Mano extensa. Palma tatuada con un corazón de neón aguijoneado. Extraía melodías de un piano manchado de cenizas. Atiborrado de colillas Marlboro. Latas de atún. Botellas de ron. Hacía sonar canciones de David Bowie y, al cantar, resbalaban lágrimas que secaban por su cuenta. El amor y la estancia olían terriblemente mal, comentaba, después, al gato frotando el cuerpo en la basura.
Sus dedos, esqueléticos, de huellas torcidas, le transmitieron una intensa y helada sensación de soledad. Pero también de hermosura. El contacto se prolongó más de lo que hubiera deseado. Ella penetró en sus ojos transparentes. Entonces fue revelada en su alma la imagen de un cielo fuerte. Aunque a punto de romperse por una tormenta extenuada de resistir para evitar empaparlo todo.
—Gracias —dijo. Con más humo que voz. Sujetando la mano y palpándola rato casi imperecedero.
Abrió la carta de un mordisco. Escupió trocitos de papel. El pianista miró por encima de los hombros de la repartidora del correo. Estaban en la puerta de casa. Rodeados de pinos. También de aves extrañas que planeaban y luego descendían para arrancarle gusanos al césped. O reventarse locamente los picos en el pavimento. Descubrió cómo se formaba un agujero en el firmamento, entre nubes rebeldes, movedizas, y por allí se filtraba la luz del sol que brillaba con apariencia de aro y únicamente sobre un fragmento de la calle. Sonrieron.
El pianista tenía aspecto de lince vetusto. Salvaje. Melancólico. Abrigo roto. Con parches de flores negras. Debajo: camiseta plateada.

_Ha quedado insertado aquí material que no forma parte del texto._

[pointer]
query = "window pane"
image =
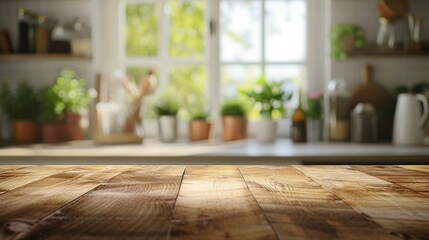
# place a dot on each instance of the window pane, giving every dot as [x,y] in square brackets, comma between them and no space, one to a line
[285,30]
[142,29]
[240,30]
[137,73]
[234,76]
[292,74]
[188,29]
[190,84]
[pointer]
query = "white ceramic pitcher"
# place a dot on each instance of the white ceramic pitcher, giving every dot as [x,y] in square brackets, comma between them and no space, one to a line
[408,121]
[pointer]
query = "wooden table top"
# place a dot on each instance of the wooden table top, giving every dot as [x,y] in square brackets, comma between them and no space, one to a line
[214,202]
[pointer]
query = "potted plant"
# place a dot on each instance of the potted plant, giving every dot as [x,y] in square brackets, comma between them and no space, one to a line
[267,98]
[234,121]
[52,113]
[76,98]
[22,108]
[167,109]
[199,126]
[346,38]
[314,113]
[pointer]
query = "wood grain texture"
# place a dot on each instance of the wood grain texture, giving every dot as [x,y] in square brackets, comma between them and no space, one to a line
[299,208]
[25,206]
[18,177]
[378,199]
[137,204]
[413,179]
[215,203]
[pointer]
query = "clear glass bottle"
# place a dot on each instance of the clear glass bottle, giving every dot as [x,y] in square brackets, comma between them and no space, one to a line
[339,111]
[299,128]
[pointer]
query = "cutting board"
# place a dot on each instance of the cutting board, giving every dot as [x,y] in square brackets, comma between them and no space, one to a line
[369,91]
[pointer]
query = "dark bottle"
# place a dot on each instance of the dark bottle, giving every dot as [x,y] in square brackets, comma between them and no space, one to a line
[299,121]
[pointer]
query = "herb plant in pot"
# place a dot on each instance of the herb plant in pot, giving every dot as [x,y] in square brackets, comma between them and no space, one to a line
[21,107]
[199,126]
[267,98]
[314,113]
[76,98]
[234,121]
[52,112]
[167,109]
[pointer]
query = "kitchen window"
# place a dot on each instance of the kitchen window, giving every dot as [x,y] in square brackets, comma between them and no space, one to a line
[205,49]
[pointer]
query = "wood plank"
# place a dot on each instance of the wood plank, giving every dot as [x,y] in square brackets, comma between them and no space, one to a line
[295,209]
[215,203]
[6,168]
[137,204]
[25,206]
[376,198]
[422,168]
[12,179]
[414,180]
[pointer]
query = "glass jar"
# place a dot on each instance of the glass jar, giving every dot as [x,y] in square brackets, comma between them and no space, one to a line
[339,110]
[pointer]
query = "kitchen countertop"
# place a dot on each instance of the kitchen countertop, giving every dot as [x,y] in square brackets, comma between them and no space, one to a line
[214,202]
[282,152]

Estampada con la figura de un libro vaciándose en un inodoro.
La carta que sostenía con los dientes y la mano libre eran las últimas palabras escritas por una antigua novia asesinada en un manicomio. Escritora fracasada. Sin embargo, tuvo líneas interesantes que pusieron a reflexionar a varios engreídos en bares de la ciudad. No supo la identidad del sentimiento producido al leer. Ofreció un trago a la mujer. Pero lo rechazó. Observó el interior de aquella casa. Era guapa para un empleo así.

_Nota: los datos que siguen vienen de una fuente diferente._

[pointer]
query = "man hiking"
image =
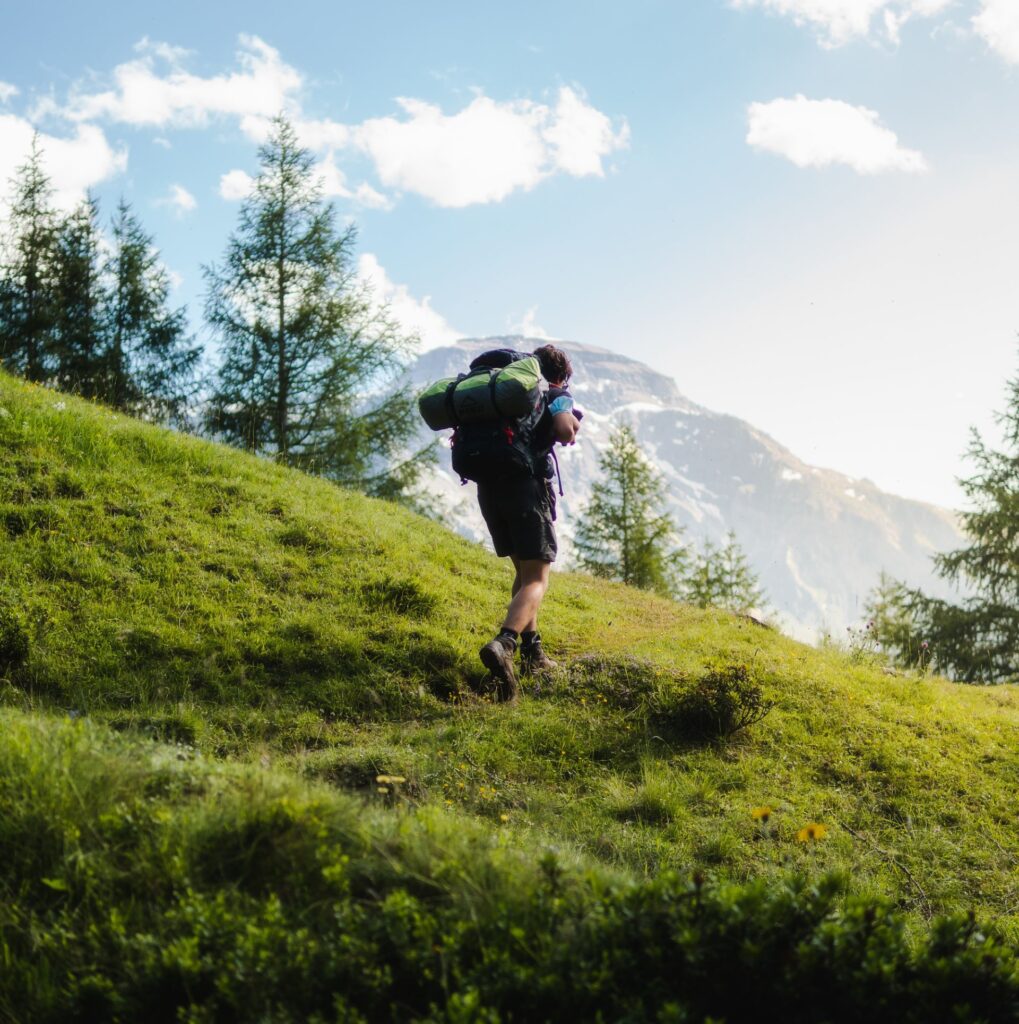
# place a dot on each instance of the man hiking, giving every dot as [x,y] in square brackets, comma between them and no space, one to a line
[519,511]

Una gota de sudor apareció en el espacio entre las cejas de la repartidora. Soltó su mano y se marchó. Mientras desaparecía en el camino, se preguntó cuánto tiempo había permanecido el pianista enjaulado en esas paredes manchadas de muerte lenta. Especuló sobre la última vez que su mano acarició la de otro individuo. Pero, especialmente, le inquietó si completaba alguna especie de récord por no sonreír, por vivir como vagabundo.

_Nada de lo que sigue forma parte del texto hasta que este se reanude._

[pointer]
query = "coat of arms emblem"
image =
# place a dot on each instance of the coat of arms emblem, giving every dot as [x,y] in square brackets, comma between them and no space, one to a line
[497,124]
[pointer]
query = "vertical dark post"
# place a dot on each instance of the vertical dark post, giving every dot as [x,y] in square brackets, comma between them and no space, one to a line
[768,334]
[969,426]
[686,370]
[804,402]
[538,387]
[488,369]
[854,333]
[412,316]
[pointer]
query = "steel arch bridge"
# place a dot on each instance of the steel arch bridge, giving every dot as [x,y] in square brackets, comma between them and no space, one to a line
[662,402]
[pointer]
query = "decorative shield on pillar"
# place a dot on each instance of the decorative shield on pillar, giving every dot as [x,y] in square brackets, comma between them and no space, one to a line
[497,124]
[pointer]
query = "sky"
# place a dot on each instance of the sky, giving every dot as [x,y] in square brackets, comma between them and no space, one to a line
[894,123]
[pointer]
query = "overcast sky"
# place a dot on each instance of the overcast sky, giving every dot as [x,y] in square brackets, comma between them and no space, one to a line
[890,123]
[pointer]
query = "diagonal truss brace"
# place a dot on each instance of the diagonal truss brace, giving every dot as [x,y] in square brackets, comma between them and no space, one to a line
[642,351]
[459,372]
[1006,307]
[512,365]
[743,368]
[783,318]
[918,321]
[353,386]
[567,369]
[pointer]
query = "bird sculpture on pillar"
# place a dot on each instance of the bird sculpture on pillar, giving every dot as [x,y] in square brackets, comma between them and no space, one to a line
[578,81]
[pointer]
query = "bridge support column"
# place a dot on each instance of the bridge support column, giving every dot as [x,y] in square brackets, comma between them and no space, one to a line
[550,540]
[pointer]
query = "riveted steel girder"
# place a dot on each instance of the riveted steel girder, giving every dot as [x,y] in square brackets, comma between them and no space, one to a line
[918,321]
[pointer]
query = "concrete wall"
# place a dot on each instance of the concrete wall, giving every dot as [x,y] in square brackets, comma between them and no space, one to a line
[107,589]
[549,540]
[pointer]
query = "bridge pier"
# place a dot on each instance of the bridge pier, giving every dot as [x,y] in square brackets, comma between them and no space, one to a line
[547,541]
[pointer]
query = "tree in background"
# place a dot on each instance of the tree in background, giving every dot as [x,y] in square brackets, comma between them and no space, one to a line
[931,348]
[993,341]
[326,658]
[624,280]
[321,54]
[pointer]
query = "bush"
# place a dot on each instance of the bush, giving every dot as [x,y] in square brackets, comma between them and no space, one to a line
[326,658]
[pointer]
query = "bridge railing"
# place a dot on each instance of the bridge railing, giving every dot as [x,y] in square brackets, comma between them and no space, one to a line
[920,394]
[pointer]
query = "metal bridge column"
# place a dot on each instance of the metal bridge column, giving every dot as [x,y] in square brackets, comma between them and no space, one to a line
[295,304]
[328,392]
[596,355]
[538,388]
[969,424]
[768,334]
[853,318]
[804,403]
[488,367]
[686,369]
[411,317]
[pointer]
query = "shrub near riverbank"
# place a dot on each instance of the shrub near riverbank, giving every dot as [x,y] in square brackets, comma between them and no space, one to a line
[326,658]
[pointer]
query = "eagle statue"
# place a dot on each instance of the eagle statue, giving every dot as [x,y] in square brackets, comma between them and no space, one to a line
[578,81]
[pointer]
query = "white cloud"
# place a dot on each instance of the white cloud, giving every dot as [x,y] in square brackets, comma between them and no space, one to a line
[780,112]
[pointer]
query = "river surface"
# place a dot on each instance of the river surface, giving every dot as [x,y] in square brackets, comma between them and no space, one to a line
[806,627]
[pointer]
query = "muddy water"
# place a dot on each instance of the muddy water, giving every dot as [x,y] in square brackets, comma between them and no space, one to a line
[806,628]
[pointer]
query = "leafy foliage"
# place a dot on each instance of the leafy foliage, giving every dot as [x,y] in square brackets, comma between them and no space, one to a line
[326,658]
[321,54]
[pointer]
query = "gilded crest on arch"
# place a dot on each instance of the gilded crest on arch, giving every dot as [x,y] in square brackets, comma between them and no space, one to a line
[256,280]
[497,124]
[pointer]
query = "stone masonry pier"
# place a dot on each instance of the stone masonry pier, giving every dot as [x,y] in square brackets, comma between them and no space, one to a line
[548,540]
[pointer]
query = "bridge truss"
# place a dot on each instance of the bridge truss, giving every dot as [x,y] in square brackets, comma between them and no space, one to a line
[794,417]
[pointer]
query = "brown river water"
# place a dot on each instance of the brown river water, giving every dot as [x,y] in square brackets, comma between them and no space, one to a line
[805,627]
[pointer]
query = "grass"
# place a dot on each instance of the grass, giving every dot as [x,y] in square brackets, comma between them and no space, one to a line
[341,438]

El hombre cerró la puerta de una patada demente. Sirvió un trago. Puso fuego en la carta y empezó a aplastar sus dedos en el piano. Al gato dijo algo referente a encuentros fortuitos. A destinos cruzados por instantes fugaces. Afuera el firmamento cerró su agujero por donde se filtraba la luz del sol y, tornándose absolutamente gris, dejó caer una tormenta fantástica que lo empapó todo. Hasta ahogarlo en lo profundo de las alcantarillas.